【AstraZeneca】【R&D】 Clinical Regulatory Writer (CReW), 研究開発本部 薬事統括部 薬事ｵﾍﾟﾚｰｼｮﾝ部 ｸﾘﾆｶﾙ ﾚｷﾞｭﾗﾄﾘｰ ﾗｲﾃｨﾝｸﾞ ｽﾄﾗﾃｼﾞｰﾄﾞｷｭﾒﾝﾄｸﾞﾙｰﾌﾟ 2

■ 職務内容 / Job Description

Clinical Regulatory Writer (CReW) is responsible for the authoring of clinical-regulatory documents and submission packages that communicate the evidence base of product knowledge in a credible, consistent and compliant way. 
CReW leads the authoring of the clinical parts of documents such as CSP / MICF / CSR / IB / CTD / Regulatory defences, in line with the project communication strategy, and ensure quality and efficiency in delivery.
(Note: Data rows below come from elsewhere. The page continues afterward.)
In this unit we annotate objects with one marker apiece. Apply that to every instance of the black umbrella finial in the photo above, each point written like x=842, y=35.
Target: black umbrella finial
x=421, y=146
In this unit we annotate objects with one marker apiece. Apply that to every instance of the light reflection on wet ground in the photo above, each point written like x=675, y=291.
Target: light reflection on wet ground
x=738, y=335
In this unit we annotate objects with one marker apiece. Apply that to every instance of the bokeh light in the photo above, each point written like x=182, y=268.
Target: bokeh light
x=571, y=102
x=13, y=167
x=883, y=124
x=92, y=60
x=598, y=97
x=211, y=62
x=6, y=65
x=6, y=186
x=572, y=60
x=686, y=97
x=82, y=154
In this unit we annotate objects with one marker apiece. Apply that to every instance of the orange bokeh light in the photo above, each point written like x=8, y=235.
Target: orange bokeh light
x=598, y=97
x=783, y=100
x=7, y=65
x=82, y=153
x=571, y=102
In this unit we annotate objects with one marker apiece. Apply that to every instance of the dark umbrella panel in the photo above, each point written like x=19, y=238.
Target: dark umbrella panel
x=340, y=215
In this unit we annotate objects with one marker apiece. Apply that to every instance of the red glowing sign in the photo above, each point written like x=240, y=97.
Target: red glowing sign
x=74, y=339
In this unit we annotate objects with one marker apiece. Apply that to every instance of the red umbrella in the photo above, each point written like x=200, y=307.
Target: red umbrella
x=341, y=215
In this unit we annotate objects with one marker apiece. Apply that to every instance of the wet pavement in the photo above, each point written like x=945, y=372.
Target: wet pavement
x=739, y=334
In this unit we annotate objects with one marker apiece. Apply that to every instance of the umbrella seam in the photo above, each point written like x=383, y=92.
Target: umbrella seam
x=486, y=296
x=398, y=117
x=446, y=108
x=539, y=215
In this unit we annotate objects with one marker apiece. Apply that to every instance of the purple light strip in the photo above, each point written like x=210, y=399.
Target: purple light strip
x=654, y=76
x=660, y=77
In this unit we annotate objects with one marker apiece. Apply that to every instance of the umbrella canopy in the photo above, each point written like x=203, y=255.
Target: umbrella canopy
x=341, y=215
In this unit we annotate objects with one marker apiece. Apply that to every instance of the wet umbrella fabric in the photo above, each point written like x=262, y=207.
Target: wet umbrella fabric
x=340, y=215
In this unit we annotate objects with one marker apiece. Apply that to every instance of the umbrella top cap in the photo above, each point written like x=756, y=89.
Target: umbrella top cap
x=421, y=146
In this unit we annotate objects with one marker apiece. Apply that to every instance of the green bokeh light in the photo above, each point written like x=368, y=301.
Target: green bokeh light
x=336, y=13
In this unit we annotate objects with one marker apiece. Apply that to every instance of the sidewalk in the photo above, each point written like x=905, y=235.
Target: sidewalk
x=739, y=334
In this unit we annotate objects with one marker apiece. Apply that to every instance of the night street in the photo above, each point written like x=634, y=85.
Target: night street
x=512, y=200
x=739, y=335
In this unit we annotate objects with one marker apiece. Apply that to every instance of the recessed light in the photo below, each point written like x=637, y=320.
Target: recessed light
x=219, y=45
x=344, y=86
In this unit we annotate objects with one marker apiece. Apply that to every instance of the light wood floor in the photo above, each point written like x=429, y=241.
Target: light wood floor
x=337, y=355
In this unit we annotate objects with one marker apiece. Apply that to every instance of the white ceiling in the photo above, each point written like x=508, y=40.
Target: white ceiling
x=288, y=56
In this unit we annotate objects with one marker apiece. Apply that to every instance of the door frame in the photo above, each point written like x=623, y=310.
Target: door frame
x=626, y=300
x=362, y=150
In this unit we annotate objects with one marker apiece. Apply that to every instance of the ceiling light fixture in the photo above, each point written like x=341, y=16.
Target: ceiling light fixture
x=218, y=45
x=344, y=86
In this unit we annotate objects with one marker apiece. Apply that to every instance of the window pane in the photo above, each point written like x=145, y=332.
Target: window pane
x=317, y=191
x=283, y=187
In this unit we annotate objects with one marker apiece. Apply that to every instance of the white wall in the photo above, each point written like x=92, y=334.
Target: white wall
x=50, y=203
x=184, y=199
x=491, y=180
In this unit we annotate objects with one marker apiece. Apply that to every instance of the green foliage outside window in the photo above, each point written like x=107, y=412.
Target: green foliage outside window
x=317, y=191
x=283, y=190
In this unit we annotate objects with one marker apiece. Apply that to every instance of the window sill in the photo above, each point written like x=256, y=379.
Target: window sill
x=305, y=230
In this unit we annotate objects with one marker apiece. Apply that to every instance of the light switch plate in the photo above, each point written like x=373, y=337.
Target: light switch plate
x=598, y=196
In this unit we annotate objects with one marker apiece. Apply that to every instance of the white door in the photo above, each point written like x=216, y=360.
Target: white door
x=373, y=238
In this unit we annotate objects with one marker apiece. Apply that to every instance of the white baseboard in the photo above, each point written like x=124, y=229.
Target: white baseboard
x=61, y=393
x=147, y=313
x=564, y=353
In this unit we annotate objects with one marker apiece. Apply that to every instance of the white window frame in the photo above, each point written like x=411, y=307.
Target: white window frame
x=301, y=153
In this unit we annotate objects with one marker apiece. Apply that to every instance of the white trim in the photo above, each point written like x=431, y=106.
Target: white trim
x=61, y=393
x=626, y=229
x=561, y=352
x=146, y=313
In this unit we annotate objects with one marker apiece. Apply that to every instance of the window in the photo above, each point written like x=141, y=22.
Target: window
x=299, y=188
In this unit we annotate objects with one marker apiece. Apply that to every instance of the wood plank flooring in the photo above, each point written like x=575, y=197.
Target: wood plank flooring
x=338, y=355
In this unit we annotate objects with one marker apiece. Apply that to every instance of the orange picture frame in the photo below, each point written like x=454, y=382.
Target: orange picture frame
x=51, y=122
For CSP/MICF/IB, CReW centralize and coordinate those developments using external vendors across clinical studies.
CReW also leads or contributes the authoring of the clinical parts of the briefing documents for PMDA consultations to improve communication quality of documents. CReW reviews other clinical documents with the purpose of facilitating the translation of Target Product Claims into a fully-supported proposed product label, and to improve communication quality of documents.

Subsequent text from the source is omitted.